Por ARLINDO VILASCHI*
A ideia de a Terra ser plana é antiga e já serviu de referência para muitos povos. Na era digital, entretanto, negar evidências científicas e buscar ganhar a discussão usando memes que nada instruem o debate aberto e plural, ganharam aliados poderosos. Plataformas como YouTube, Facebook, X, Instagram e TikTok se tornaram os novos púlpitos de difusão em massa de pseudociência, intolerância e ódio.
Púlpitos embalados por algoritmos sem compromisso com a verdade e desprovidos de qualquer senso ético; pelo contrário, são movidos por cliques voltados para o círculo vicioso da submissão dos usuários – desinformação –, e pela mercantilização da informação dos usuários – lucro. Assim, o terraplanismo turbinado pelas plataformas digitais transformou-se em uma engrenagem global que lucra com a ignorância e com a manipulação de consciências.

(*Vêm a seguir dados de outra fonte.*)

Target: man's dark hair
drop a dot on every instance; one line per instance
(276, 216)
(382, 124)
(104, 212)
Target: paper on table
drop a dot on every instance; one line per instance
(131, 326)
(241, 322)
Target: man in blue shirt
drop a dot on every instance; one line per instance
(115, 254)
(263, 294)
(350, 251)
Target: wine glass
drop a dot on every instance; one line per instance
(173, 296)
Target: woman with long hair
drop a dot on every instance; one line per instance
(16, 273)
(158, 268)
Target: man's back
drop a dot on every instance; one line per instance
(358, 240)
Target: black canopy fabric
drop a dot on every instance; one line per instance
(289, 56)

Essa engrenagem tem por base o argumento imposto por pseudo autoridades, sob o pomposo título de influencers, que são turbinados em redes sociais com artimanhas do débil ‘acredite em mim’. Fundamentalismo que não surge do acaso mas da combinação de ação política de extrema direita, feudos tecnológicos e gestores de fundos financeiros. Combinação que resulta no controle de dados, na definição de quais vozes são ouvidas, no moldar formas de sociabilidade e que desafia abertamente a soberania dos Estados nacionais.
Tal desafio se dá através da insistência permanente de blindar a ação das plataformas gestadas e operacionalizadas pelas big techs. Erguem-se, como se impérios invisíveis fossem, sem voto e sem território, mas que se querem com mais poder do que Estados nacionais. Rejeitam regulações, ameaçam se retirar de países que ousam impor limites, chegando até a paralisar serviços essenciais como forma de chantagem política.
Sua lógica é clara: transformar cada gesto humano em dado, cada interação em mercadoria e cada divergência em polarização lucrativa. O resultado é devastador: sociedades mais divididas, democracias mais frágeis, economias mais dependentes.
Por isso, o combate ao fundamentalismo e ao terraplanismo precisa ser político. Necessário se faz enfrentar a insubordinação das big techs, exigir transparência em seus algoritmos, taxar seus lucros, impor regras de proteção de dados e limitar sua capacidade de corroer democracias.
No caso do Brasil, o vigor continuado que precisa ser posto na mobilização em favor de mais justiça social, melhor distribuição da propriedade e da renda, atenção redobrada à sustentabilidade socioambiental, também tem que instruir os embates em favor da defesa da soberania digital e da autonomia tecnológica.
Enfrentar o poder desmedido do círculo vicioso das big techs – fundamentalismo digital – e a mercantilização de informações pessoais – poder informacional das big techs -, é uma questão pertinente à soberania e ao futuro. Cabe à sociedade e ao Estado, por um lado, resistirem às chantagens desses feudos. Por outro, afirmar com clareza que a democracia, a ciência e a dignidade humana não podem ser subordinadas à lógica do lucro imediato e do poder político sem controle social.
O século XXI, até agora, mostrou a força destrutiva da desinformação provocada pelo mal uso de avanços científicos e tecnológicos, socialmente construídos, mas apropriados econômica e politicamente por poucos. É urgente que cada vez mais se ampliem vozes e ações em favor da capacidade coletiva de usar ferramentas digitais de maneiras mais transparentes, éticas e voltadas para o bem comum.
Arlindo Villaschi É economista e professor da Universidade Federal do Espírito Santo (Ufes).